Breathing, it’s the first sign of life when we enter the physical world. The pulling in of air and exchanging it for a scream, that sense based reaction to the sudden shocking change in our surroundings and signaling to those present that we are alive, another being to add to the species. A celebration. From this point on, breathing is one of the autonomic functions of our medulla oblongata that will keep us alive without conscious thought until we pass away.
In most wellness and relaxation practices, a session’s beginning and end points revolve around the breath, making it a conscious action of pulling in, filling up, emptying completely, and pausing for moments to acknowledge the points of peak fullness and emptiness. It’s a method of using our lungs to define the space we occupy. Through the conscious filling, we can locate the edges of our rib cages, the width of our diaphragms, how our organs move to accommodate the air, and even the rigidness of our spine, the steadfast infrastructure protecting our neural superhighways in flexible cages of collagen and calcium.
I like using these exercises not to free my mind of thoughts or focus so completely that my lungs start to burn, but to imaging air rushing past the boundaries of my lungs and invading every crevice in my viscera. I see air wrapping around my liver and weaving through my intestines, a fantastic voyage of my own within my own cells. It’s an attempt to use the air to reverse some of the damage I’ve done to myself through poor diet and poor choices as if I could will myself restored to factory settings.

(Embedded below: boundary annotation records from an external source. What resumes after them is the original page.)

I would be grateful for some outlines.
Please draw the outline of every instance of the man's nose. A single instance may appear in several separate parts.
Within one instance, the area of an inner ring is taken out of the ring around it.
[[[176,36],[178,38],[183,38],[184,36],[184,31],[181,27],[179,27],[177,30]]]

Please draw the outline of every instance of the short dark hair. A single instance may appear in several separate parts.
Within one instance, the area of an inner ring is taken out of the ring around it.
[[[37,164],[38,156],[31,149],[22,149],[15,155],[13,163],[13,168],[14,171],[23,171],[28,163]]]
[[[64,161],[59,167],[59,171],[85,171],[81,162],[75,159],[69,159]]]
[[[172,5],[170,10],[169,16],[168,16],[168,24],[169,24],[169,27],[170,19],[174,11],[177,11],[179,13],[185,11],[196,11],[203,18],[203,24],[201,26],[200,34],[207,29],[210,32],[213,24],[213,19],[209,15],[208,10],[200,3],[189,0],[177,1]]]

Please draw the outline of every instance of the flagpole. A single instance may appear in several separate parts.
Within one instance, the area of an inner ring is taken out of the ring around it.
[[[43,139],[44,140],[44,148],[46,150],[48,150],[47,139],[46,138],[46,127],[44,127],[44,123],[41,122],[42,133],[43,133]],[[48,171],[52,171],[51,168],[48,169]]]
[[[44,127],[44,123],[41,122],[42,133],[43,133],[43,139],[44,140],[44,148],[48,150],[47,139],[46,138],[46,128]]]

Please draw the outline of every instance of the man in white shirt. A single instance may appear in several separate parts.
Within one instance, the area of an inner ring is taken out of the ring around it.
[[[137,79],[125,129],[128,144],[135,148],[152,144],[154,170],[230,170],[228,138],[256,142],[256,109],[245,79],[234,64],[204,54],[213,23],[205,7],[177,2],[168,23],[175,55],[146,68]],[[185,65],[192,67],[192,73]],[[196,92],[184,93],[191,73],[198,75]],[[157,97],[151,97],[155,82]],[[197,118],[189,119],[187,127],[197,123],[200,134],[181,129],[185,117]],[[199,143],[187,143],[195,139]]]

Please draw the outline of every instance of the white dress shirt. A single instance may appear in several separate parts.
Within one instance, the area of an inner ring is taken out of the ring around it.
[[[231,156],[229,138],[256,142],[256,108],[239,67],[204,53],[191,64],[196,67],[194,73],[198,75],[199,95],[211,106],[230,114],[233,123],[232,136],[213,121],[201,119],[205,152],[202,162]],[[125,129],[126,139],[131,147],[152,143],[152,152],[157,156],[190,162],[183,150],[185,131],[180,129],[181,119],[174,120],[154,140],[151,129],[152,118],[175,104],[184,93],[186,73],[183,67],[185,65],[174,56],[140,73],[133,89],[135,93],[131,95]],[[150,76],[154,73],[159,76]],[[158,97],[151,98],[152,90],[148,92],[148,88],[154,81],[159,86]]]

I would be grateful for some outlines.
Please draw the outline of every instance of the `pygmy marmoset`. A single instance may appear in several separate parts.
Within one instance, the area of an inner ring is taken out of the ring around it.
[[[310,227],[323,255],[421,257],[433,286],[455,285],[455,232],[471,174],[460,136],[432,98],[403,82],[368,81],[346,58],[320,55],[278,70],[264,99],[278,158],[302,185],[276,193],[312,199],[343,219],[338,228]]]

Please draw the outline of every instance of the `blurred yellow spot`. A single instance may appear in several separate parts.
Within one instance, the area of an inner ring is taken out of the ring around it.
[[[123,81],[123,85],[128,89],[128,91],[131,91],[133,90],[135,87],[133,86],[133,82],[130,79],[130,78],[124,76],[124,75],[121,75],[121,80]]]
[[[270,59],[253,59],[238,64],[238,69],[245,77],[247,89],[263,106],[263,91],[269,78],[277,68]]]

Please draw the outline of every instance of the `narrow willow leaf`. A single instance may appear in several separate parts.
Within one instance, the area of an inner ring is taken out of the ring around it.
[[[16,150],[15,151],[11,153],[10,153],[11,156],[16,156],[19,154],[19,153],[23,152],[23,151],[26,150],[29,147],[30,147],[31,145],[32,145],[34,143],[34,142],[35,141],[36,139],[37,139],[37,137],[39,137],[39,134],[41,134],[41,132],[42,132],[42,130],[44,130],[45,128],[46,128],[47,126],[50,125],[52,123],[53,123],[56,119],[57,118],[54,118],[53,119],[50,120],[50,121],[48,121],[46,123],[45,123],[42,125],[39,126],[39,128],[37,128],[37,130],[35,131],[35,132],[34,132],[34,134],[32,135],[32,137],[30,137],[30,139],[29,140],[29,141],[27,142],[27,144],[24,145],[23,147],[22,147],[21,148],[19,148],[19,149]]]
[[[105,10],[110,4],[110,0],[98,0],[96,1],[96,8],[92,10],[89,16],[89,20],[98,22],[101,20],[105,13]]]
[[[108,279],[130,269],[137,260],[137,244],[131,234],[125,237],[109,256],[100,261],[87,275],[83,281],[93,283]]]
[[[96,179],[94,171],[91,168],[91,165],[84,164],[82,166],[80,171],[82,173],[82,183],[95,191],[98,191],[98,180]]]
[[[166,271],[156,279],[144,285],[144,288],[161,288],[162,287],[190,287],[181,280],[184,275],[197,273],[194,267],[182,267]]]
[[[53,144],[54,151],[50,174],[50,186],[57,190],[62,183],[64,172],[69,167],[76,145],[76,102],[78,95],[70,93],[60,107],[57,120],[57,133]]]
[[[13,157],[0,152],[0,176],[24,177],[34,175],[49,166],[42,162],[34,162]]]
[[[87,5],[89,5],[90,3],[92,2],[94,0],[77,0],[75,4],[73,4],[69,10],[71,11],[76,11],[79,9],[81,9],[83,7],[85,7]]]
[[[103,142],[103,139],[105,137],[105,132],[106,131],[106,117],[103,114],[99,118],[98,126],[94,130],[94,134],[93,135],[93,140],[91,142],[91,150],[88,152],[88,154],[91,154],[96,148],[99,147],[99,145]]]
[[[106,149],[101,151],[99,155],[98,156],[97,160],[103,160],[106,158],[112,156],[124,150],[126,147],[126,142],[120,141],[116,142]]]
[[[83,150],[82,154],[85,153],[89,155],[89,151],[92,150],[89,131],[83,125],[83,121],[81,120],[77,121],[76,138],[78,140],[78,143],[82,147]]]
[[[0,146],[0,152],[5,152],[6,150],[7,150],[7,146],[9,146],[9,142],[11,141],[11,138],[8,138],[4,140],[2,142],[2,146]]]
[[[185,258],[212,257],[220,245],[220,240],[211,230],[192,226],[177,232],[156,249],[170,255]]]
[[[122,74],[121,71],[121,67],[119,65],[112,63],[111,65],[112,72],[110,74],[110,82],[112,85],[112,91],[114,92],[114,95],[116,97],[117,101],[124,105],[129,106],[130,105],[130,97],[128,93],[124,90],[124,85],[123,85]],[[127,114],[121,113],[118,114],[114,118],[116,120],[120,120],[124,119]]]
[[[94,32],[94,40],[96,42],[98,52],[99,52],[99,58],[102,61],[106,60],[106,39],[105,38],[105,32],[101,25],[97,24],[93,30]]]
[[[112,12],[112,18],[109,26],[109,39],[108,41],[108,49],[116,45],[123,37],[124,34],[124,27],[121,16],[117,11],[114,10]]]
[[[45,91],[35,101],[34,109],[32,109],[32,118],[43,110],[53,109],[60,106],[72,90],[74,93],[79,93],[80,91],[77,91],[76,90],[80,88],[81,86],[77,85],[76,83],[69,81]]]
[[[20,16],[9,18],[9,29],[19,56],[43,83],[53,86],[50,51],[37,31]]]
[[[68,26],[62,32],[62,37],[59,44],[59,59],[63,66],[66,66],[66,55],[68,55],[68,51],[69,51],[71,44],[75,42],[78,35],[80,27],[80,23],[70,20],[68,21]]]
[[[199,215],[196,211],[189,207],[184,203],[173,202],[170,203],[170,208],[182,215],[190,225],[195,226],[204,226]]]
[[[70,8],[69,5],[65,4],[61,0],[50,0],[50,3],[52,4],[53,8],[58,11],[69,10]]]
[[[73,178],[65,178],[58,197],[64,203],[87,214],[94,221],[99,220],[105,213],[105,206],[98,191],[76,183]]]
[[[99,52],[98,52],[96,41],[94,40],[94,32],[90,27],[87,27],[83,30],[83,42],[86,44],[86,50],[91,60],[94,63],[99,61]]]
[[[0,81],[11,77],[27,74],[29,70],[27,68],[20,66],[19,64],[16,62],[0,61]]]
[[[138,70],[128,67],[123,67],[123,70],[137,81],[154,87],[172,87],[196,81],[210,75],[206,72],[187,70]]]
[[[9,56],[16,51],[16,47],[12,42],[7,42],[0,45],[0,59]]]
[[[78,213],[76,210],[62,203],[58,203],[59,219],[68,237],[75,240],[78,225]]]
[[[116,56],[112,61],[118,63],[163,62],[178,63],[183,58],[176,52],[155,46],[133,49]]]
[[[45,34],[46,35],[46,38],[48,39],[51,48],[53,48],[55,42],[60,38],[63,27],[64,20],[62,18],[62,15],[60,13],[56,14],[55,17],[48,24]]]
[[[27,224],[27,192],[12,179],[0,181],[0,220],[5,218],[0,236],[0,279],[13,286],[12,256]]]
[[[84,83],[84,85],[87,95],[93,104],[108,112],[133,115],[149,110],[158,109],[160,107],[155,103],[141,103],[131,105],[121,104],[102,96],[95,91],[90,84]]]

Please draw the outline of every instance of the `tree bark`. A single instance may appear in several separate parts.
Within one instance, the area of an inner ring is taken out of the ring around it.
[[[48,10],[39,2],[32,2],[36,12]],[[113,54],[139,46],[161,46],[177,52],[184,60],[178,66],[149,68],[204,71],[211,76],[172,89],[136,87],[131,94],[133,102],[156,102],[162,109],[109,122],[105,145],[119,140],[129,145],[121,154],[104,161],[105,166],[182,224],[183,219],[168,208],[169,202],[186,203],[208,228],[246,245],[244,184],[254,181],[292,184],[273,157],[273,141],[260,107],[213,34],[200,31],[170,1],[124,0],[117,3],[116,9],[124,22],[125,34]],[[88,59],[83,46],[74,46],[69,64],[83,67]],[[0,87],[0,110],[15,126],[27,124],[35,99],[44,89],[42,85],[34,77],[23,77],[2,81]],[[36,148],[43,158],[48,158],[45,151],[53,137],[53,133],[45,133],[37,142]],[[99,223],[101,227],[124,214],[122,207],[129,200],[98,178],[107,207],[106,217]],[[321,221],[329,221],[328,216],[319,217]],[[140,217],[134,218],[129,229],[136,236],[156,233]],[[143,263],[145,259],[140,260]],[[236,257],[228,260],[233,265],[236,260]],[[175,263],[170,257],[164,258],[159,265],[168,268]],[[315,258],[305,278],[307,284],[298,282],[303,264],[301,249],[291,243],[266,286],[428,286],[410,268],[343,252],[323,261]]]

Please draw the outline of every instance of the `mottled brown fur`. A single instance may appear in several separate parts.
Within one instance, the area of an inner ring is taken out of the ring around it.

It’s in the moments of pausing at the peak of full or empty, I can feel my pulse suddenly radiate throughout my body, as a primordial panic sets in when the usual undulation of the breath is interrupted. Here too, I can define the edges and start to feel my own body against itself. My heartbeat intensifies; my pulse sending signals so fast that my fingers and toes begin to tingle, fight or flight activated, ready to protect the body in which I reside. Here then, the focus of my breathing shifts to slowing down, using this exchange of air as a cardiac massage to calm the pulse and relax my body from my chest to the end of each capillary. It becomes an almost sadistic cycle of stress and comfort as a way to reassert conscious control of my body through this vital function.
This is where we truly begin our practice, by reminding our primordial brain of this powerplay between body and person, where the failure of either one could end the existence of both. It is why we start with the power of breath.
I cannot tell my heart to stop beating or my neurons to stop firing. I would need external forces to override those circuits. But it is my breath, the circular exchange of oxygen and carbon dioxide, that I can interrupt, groom, and cultivate. It is my own fertile soil to sow.